Fitch also spoke about cyberbullying, a topic that he hears much about.
“It’s real and it’s still going on,” said Fitch.
Fitch shared a story about the night he missed a game because the sister of one of his players made an irreversible decision. He never mentioned what happened exactly but it was evident that the young girl took her life. A couple days later, Fitch got online and tried to determine what impacted the girl so much to go down that dark road. What he saw didn’t look that bad to him, Fitch told Mount Morris students.
“But I don’t get to make that decision,” said Fitch. “It doesn’t matter how I define cyberbullying, what matters is the person who is receiving it.”
Mount Morris 7-12 Principal Jesse Hamilton first met Fitch at the Section V Summit and has always been a big fan of Fitch’s presentations.
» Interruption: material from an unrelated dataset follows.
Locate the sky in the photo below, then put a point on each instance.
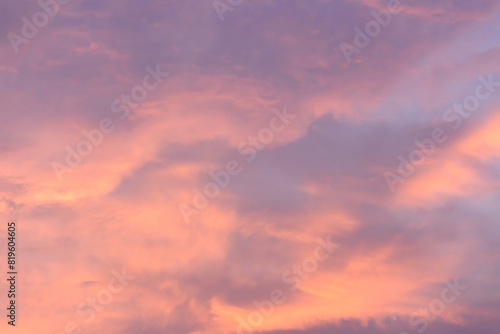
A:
(238, 166)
“This is such a good message for Mount Morris students,” said Hamilton. “Kids really need to think before they post because they don’t always realize the ripple effect of what they are doing.”
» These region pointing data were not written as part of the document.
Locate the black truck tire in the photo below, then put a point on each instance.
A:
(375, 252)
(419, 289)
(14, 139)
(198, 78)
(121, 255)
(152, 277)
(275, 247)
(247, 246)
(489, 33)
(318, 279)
Hamilton went on to explain that he witnessed the students being completely engaged the entire presentation. That is presentation was preventative and proactive and that he would love an annual presentation.
Fitch went on to emphasize that social media isn’t all bad.
“This isn’t a bash social media presentation,” said Fitch.
Fitch marveled at being able to connect in seconds via Twitter with a coach overseas if he needs to know more about a player. He spoke about how students have the power to brand themselves like no generation before them, and use social media to show others the good things they do.
Fitch says it’s tough to measure whether teaching kids about social media helps.
“The feedback I’ve gotten from students and from schools, people having me back multiple times to talk, tells me there’s an impact,” said Fitch. “I really want to impact kids every day, that’s one of my life goals.”